In het besluit op de MER-beoordeling refereert de Omgevingsdienst Noordzeekanaalgebied aan de artikelen 2.4 en 3.3. van het Besluit omgevingsrecht. Op basis van die paragrafen concludeert de dienst dat niet de provincie, maar de gemeente het bevoegd gezag is.
Maar die conclusie wordt getrokken op basis van onjuiste argumentatie. Want de gemeente is volgens het Besluit omgevingsrecht alleen bevoegd gezag als het niet zou gaan om een zogenaamde IPCC-installatie. Dat wil zeggen dat de installatie niet een zodanige impact kan hebben op het milieu dat deze valt onder de Richtlijn industriële emissies (RIE).
In het eerdergenoemde advies van ILT staat juist glashard gemeld dat de RIE wél van toepassing is op de geplande gifwasserette omdat het om een IPCC-installatie gaat.
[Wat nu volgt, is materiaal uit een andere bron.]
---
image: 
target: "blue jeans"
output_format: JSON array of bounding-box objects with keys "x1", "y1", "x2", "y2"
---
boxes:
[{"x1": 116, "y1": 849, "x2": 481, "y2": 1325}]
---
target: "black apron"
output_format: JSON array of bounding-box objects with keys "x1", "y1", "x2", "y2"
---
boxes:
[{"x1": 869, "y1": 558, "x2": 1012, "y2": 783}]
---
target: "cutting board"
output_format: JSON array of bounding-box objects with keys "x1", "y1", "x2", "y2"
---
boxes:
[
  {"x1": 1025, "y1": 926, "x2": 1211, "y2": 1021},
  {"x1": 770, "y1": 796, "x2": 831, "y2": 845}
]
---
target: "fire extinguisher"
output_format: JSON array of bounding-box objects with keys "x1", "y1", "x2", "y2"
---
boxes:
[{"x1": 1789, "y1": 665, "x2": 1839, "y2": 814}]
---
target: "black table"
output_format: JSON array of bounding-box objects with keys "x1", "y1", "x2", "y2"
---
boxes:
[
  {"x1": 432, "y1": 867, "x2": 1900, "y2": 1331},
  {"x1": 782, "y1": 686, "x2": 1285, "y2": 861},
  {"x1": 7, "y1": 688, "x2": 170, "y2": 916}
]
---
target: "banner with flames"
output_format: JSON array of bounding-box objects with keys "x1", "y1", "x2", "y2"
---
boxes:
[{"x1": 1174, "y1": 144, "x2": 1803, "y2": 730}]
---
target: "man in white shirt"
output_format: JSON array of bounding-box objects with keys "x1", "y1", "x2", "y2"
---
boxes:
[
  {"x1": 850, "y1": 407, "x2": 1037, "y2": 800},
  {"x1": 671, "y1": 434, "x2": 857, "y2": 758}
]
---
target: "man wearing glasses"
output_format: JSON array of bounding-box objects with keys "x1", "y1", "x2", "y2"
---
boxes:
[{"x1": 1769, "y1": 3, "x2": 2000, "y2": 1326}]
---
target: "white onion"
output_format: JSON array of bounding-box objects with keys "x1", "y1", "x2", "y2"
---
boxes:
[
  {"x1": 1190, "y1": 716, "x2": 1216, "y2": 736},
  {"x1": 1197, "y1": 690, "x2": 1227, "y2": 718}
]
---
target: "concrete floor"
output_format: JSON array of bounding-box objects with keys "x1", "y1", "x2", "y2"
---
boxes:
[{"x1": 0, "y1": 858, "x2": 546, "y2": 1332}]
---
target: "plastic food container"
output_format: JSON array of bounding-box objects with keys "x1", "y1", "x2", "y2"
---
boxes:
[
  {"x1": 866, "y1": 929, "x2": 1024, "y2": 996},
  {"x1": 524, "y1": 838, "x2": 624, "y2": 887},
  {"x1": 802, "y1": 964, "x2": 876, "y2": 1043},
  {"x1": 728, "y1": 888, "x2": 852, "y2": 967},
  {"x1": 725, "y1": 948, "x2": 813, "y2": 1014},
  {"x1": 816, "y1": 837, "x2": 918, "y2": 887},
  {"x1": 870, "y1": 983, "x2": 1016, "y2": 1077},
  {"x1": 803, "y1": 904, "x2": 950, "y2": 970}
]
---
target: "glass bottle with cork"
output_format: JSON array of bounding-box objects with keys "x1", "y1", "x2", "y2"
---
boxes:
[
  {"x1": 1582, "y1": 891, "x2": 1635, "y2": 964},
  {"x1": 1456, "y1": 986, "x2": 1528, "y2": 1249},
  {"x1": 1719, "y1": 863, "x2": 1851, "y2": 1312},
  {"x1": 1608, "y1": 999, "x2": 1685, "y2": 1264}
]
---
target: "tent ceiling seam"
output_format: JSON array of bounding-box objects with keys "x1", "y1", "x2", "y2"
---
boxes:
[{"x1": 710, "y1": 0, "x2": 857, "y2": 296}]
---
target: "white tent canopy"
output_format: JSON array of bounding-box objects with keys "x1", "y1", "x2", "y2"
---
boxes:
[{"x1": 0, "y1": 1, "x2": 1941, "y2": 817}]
Deze conclusie wordt zelfs aangedikt met een uitroepteken, wat ongebruikelijk is in ambtelijke adviezen.
Overigens is het veelzeggend dat de inspectiedienst het advies niet richt aan de gemeente, maar aan de provincie. Het illustreert welke instantie ILT zelf beschouwt als bevoegd gezag.
Het Noordhollands Dagblad stelde recent vragen over het ILT-advies aan de omgevingsdienst. Die antwoordt toch vast te houden aan het oorspronkelijke standpunt. “Wij hebben ILT aangegeven waarom.” Er is volgens de dienst ook geen milieueffectrapportage nodig. “Op dit punt hoeft geen vertraging in de vergunningprocedure verwacht te worden”, aldus een woordvoerder tegenover de krant.
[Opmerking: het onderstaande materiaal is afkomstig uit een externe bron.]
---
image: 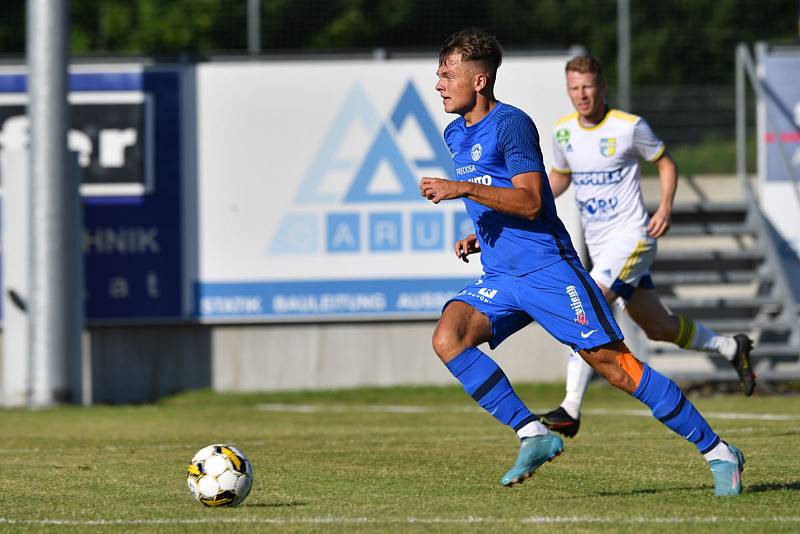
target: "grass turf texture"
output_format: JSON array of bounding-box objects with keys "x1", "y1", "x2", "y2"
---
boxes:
[{"x1": 1, "y1": 383, "x2": 799, "y2": 533}]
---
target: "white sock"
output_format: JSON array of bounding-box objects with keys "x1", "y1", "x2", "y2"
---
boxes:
[
  {"x1": 560, "y1": 351, "x2": 593, "y2": 419},
  {"x1": 703, "y1": 441, "x2": 737, "y2": 463},
  {"x1": 676, "y1": 316, "x2": 737, "y2": 359},
  {"x1": 516, "y1": 420, "x2": 550, "y2": 439}
]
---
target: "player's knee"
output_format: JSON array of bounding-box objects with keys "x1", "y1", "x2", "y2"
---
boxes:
[{"x1": 431, "y1": 327, "x2": 463, "y2": 362}]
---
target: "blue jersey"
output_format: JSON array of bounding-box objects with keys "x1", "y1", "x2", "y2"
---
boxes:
[{"x1": 444, "y1": 102, "x2": 579, "y2": 275}]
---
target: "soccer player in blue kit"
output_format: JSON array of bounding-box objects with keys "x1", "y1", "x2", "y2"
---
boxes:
[{"x1": 419, "y1": 28, "x2": 745, "y2": 496}]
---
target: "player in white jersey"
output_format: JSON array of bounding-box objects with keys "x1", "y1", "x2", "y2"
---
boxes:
[{"x1": 539, "y1": 56, "x2": 756, "y2": 438}]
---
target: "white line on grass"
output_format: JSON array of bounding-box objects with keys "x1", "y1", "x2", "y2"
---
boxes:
[
  {"x1": 255, "y1": 403, "x2": 800, "y2": 421},
  {"x1": 256, "y1": 403, "x2": 466, "y2": 414},
  {"x1": 584, "y1": 408, "x2": 800, "y2": 421},
  {"x1": 2, "y1": 516, "x2": 800, "y2": 526}
]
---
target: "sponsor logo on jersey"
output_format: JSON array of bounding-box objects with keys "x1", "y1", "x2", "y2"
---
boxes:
[
  {"x1": 572, "y1": 168, "x2": 624, "y2": 186},
  {"x1": 466, "y1": 175, "x2": 492, "y2": 185},
  {"x1": 566, "y1": 285, "x2": 588, "y2": 325},
  {"x1": 599, "y1": 137, "x2": 617, "y2": 157},
  {"x1": 471, "y1": 143, "x2": 483, "y2": 161},
  {"x1": 577, "y1": 196, "x2": 619, "y2": 216},
  {"x1": 456, "y1": 164, "x2": 476, "y2": 175},
  {"x1": 556, "y1": 128, "x2": 570, "y2": 147}
]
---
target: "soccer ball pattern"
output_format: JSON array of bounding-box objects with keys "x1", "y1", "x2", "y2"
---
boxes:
[{"x1": 187, "y1": 444, "x2": 253, "y2": 506}]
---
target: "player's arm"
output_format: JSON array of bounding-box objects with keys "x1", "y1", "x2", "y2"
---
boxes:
[
  {"x1": 634, "y1": 118, "x2": 675, "y2": 238},
  {"x1": 648, "y1": 152, "x2": 677, "y2": 238},
  {"x1": 549, "y1": 169, "x2": 572, "y2": 198},
  {"x1": 419, "y1": 172, "x2": 544, "y2": 222}
]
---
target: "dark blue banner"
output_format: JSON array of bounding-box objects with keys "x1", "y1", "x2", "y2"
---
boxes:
[{"x1": 0, "y1": 68, "x2": 183, "y2": 321}]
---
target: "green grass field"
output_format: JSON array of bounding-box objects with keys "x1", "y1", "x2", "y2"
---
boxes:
[{"x1": 1, "y1": 383, "x2": 799, "y2": 533}]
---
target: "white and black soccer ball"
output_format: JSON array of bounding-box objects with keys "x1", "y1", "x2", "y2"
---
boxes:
[{"x1": 186, "y1": 444, "x2": 253, "y2": 506}]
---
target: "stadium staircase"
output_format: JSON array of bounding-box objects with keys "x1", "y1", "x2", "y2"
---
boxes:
[{"x1": 626, "y1": 175, "x2": 800, "y2": 386}]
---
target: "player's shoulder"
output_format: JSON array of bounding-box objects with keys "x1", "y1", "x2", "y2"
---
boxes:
[
  {"x1": 492, "y1": 102, "x2": 538, "y2": 136},
  {"x1": 444, "y1": 116, "x2": 465, "y2": 141},
  {"x1": 555, "y1": 111, "x2": 579, "y2": 126},
  {"x1": 607, "y1": 108, "x2": 642, "y2": 124}
]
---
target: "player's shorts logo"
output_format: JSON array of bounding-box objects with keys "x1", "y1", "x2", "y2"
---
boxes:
[
  {"x1": 565, "y1": 285, "x2": 588, "y2": 325},
  {"x1": 477, "y1": 287, "x2": 498, "y2": 299},
  {"x1": 599, "y1": 137, "x2": 616, "y2": 157},
  {"x1": 471, "y1": 143, "x2": 482, "y2": 161}
]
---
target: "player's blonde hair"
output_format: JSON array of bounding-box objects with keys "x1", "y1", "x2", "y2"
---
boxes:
[
  {"x1": 439, "y1": 28, "x2": 503, "y2": 88},
  {"x1": 565, "y1": 55, "x2": 604, "y2": 83}
]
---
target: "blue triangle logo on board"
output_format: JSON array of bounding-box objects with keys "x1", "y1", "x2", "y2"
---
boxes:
[
  {"x1": 294, "y1": 82, "x2": 380, "y2": 204},
  {"x1": 391, "y1": 81, "x2": 453, "y2": 173},
  {"x1": 271, "y1": 80, "x2": 451, "y2": 254}
]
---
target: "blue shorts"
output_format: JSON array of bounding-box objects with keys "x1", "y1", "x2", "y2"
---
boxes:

ODNZKG lijkt het volgens deze uitspraken beter te weten dan de landelijke inspectiedienst van het ministerie. Terwijl de hele redenatie van Schiphol en omgevingsdienst al vanaf het begin schimmig was.
Wel of niet vernietigen
Vervuiler Schiphol en controlerende instantie ODNZKG stelden samen dat de hele gifwasinstallatie niet bedoeld was om ‘ongevaarlijke’ afvalstoffen (de PFOS dus) te verwijderen, maar om die PFOS ‘nuttig’ toe te passen. Met zo’n redenering is er ineens veel meer mogelijk met de levensgevaarlijke gifgrond.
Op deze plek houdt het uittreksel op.